Lien entre le coronavirus et la faim
En revanche, dans les pays à faible revenu, en 2022, le nombre de personnes incapables d’acheter suffisamment d’aliments sains a atteint son plus haut niveau depuis 2017. En 2020, 1,68 milliard de personnes dans le monde n’avaient pas les moyens de se nourrir sainement, soit une augmentation de 59 % dans les pays à revenu intermédiaire inférieur. M. Torero a attribué cette disparité à « l’augmentation significative des inégalités entre les pays et les régions provoquée par la COVID-19 ».
Objectifs atteints – et manqués
Bien que les taux d’allaitement exclusif aient augmenté pour atteindre 48%, les taux d’insuffisance pondérale à la naissance stagnent autour de 15% et le retard de croissance chez les enfants de moins de cinq ans a diminué à 22,3% – ce qui reste en deçà des objectifs.
Peu de progrès ont été réalisés dans la lutte contre l’émaciation et l’anémie chez les femmes, tandis que l’obésité chez les adultes a continué d’augmenter, atteignant 15,8 % en 2022, avec des projections de plus de 1,2 milliard d’adultes obèses d’ici 2030.
Ces chiffres montrent la complexité de la malnutrition sous toutes ses formes et la nécessité d’interventions ciblées, affirment les auteurs du rapport, dans un contexte d’inflation persistante des prix alimentaires, de conflits, de changement climatique et de ralentissement économique qui aggrave l’insécurité alimentaire et la malnutrition à l’échelle mondiale.
Nécessité d’un financement accru
Le rapport appelle à un financement accru et rentable et à une approche standardisée en matière de sécurité alimentaire et de nutrition.
« L’une des principales recommandations est de parvenir à une définition commune afin que nous comprenions ce que nous finançons et les éléments clés à inclure dans cette définition. Cela renforcera la responsabilité des donateurs et fournira une image plus claire des flux financiers », a expliqué M. Torero.
Les chefs d’agences des Nations Unies, dont le Directeur général de la FAO, Qu Dongyu, et la Directrice exécutive du Fonds des Nations Unies pour l’enfance (UNICEF), Catherine Russell, ont souligné qu’il était crucial de combler le déficit de financement. Ils ont souligné qu’un investissement substantiel était nécessaire pour mettre fin à la faim et à la malnutrition, les présentant à la fois comme un investissement futur et comme une obligation fondamentale.

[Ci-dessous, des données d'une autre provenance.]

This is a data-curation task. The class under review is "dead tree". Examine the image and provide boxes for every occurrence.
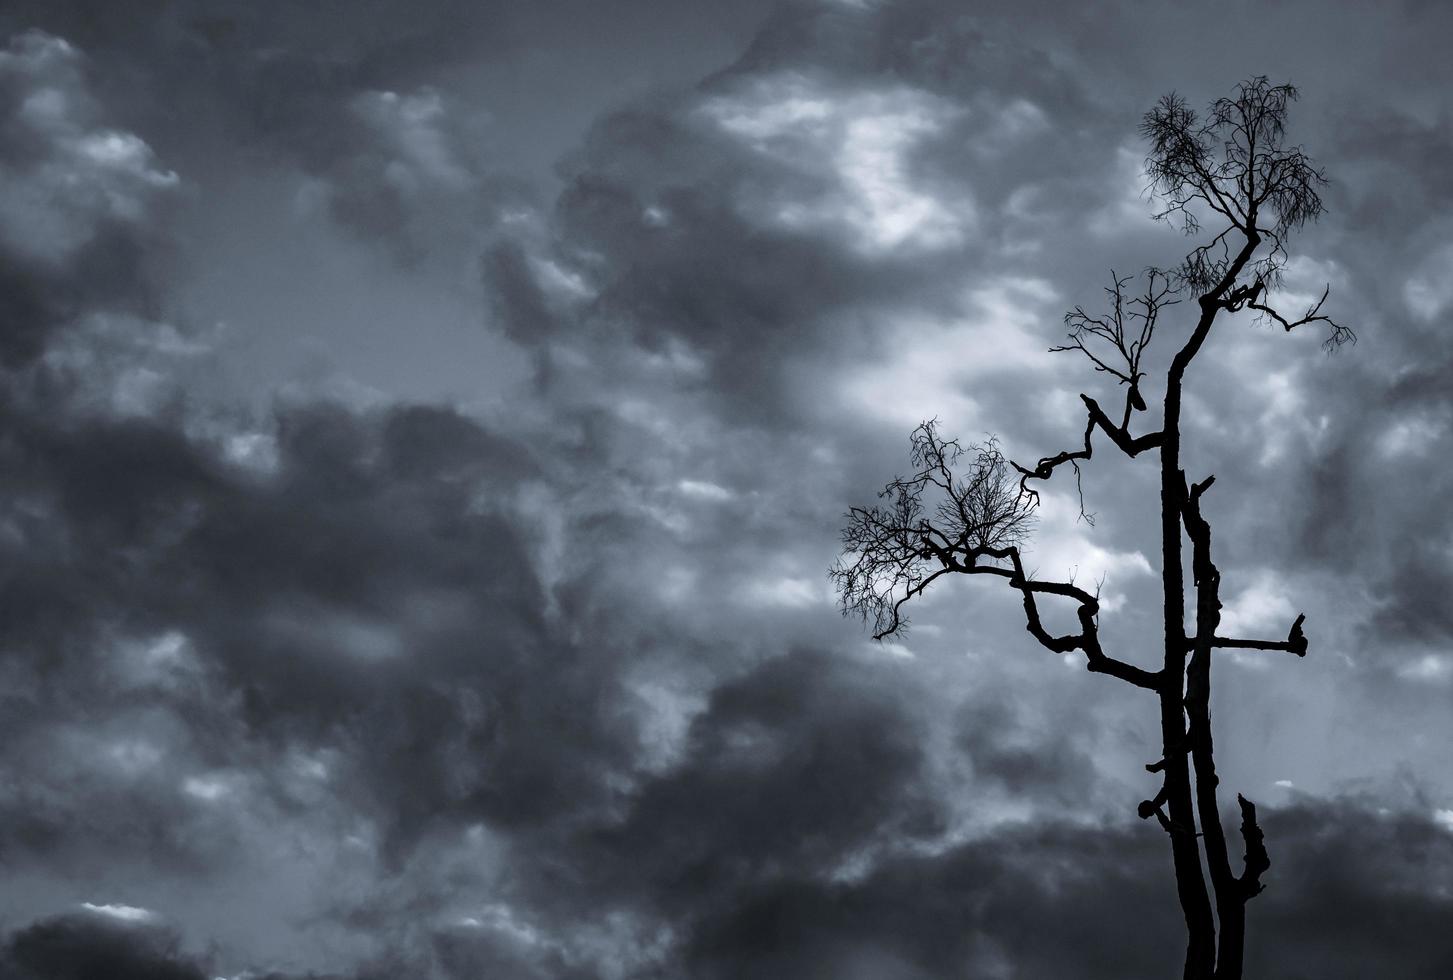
[832,78,1351,980]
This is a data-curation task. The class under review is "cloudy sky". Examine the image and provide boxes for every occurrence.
[0,1,1451,977]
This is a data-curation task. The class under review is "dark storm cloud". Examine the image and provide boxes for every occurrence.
[2,800,1450,980]
[311,643,1119,974]
[0,910,207,980]
[1292,350,1453,651]
[0,0,1450,977]
[0,393,659,866]
[0,32,681,886]
[955,693,1102,804]
[0,0,781,266]
[0,0,499,156]
[582,650,944,903]
[670,798,1453,980]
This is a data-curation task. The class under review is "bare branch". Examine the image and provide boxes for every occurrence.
[1053,269,1178,424]
[832,425,1161,692]
[1009,267,1177,519]
[1012,394,1163,517]
[1247,285,1356,350]
[1210,613,1308,657]
[1143,78,1331,296]
[831,423,1035,638]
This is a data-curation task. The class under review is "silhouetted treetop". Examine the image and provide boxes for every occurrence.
[1141,78,1353,350]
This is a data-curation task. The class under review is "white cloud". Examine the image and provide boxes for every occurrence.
[878,640,916,660]
[1218,570,1297,637]
[738,574,825,610]
[1022,491,1154,612]
[81,902,157,923]
[352,88,472,191]
[701,74,973,255]
[840,276,1060,429]
[1404,243,1453,320]
[106,738,164,773]
[183,774,235,802]
[625,673,707,773]
[1396,654,1452,684]
[114,630,203,691]
[1378,411,1448,458]
[677,479,734,502]
[223,432,282,475]
[0,31,177,263]
[1088,145,1155,237]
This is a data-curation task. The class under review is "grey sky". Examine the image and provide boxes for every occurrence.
[0,1,1450,977]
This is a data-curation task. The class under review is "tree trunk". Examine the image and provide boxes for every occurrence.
[1160,378,1217,980]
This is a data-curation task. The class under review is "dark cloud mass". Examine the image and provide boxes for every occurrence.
[0,1,1451,977]
[0,911,207,980]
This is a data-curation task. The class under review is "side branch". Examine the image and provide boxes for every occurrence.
[953,544,1164,692]
[1210,613,1308,657]
[831,426,1161,693]
[1247,285,1355,350]
[1012,393,1163,511]
[1236,794,1271,897]
[1217,277,1355,352]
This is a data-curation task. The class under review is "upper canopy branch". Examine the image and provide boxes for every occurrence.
[1142,78,1331,297]
[1013,268,1172,518]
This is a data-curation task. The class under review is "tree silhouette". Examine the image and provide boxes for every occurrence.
[832,78,1351,980]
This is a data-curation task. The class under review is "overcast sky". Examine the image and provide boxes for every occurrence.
[0,1,1450,977]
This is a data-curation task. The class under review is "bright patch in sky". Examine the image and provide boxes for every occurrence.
[183,774,234,802]
[0,32,176,261]
[81,902,156,922]
[701,74,971,254]
[223,432,282,474]
[1025,492,1154,612]
[841,276,1060,428]
[1218,571,1298,637]
[738,573,823,609]
[1404,243,1453,320]
[1378,411,1447,457]
[353,88,471,190]
[1396,654,1451,683]
[677,478,734,501]
[1087,145,1156,237]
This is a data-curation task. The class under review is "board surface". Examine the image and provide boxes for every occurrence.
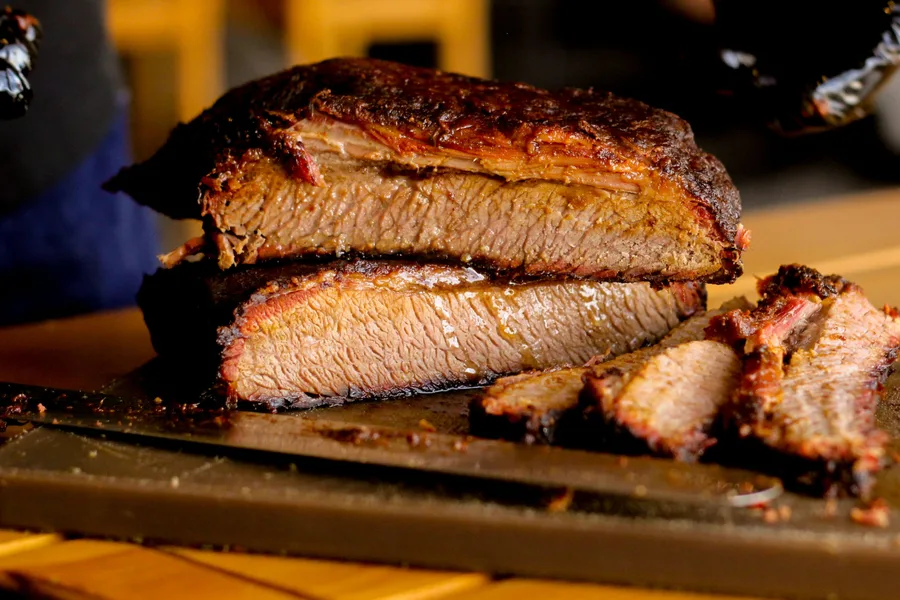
[1,363,900,599]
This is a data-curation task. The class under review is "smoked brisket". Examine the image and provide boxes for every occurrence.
[708,265,900,496]
[107,57,746,283]
[138,259,704,409]
[470,298,748,447]
[582,340,742,461]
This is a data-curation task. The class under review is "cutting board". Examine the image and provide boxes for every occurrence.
[2,362,900,600]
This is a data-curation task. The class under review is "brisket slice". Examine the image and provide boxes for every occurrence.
[138,259,704,410]
[578,297,749,460]
[106,57,745,284]
[708,265,900,496]
[582,341,741,461]
[470,298,748,446]
[469,367,592,446]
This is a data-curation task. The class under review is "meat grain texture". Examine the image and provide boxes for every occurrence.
[584,340,742,461]
[471,298,749,453]
[139,259,704,409]
[106,57,746,283]
[708,265,900,496]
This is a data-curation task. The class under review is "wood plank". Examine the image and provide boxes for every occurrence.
[0,308,154,391]
[169,548,489,600]
[707,187,900,308]
[0,539,126,569]
[0,530,60,557]
[738,187,900,271]
[0,540,295,599]
[437,579,763,600]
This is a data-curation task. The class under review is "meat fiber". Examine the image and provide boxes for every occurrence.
[708,265,900,496]
[106,57,746,284]
[138,259,704,409]
[579,297,748,460]
[470,298,748,446]
[582,340,742,461]
[469,367,592,445]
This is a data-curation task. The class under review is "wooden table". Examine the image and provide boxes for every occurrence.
[0,188,898,599]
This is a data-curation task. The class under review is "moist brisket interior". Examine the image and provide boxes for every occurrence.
[708,265,900,497]
[470,297,749,447]
[107,57,746,283]
[582,340,742,461]
[139,259,705,410]
[579,298,750,460]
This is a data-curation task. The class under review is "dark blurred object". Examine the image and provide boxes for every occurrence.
[488,0,900,209]
[713,0,900,135]
[0,0,124,214]
[0,6,40,119]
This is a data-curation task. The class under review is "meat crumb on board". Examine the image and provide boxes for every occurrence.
[850,499,890,528]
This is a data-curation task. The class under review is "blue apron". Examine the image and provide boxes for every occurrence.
[0,110,161,325]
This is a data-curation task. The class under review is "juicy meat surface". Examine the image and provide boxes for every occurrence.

Sur les 119 pays à revenu faible ou intermédiaire présentés dans le rapport, 63% ont un accès limité au financement. Ces pays sont également touchés par de multiples facteurs d’insécurité alimentaire. Une meilleure coordination des données, une plus grande tolérance au risque et plus de transparence sont essentielles pour combler le déficit de financement et renforcer les efforts mondiaux en matière de sécurité alimentaire, affirme le rapport.
« Nous devons comprendre que nos systèmes agroalimentaires sont soumis à des risques et à une incertitude croissante en raison du changement climatique… les donateurs doivent adopter une plus grande tolérance au risque pour activer un financement efficace », a déclaré M. Torero.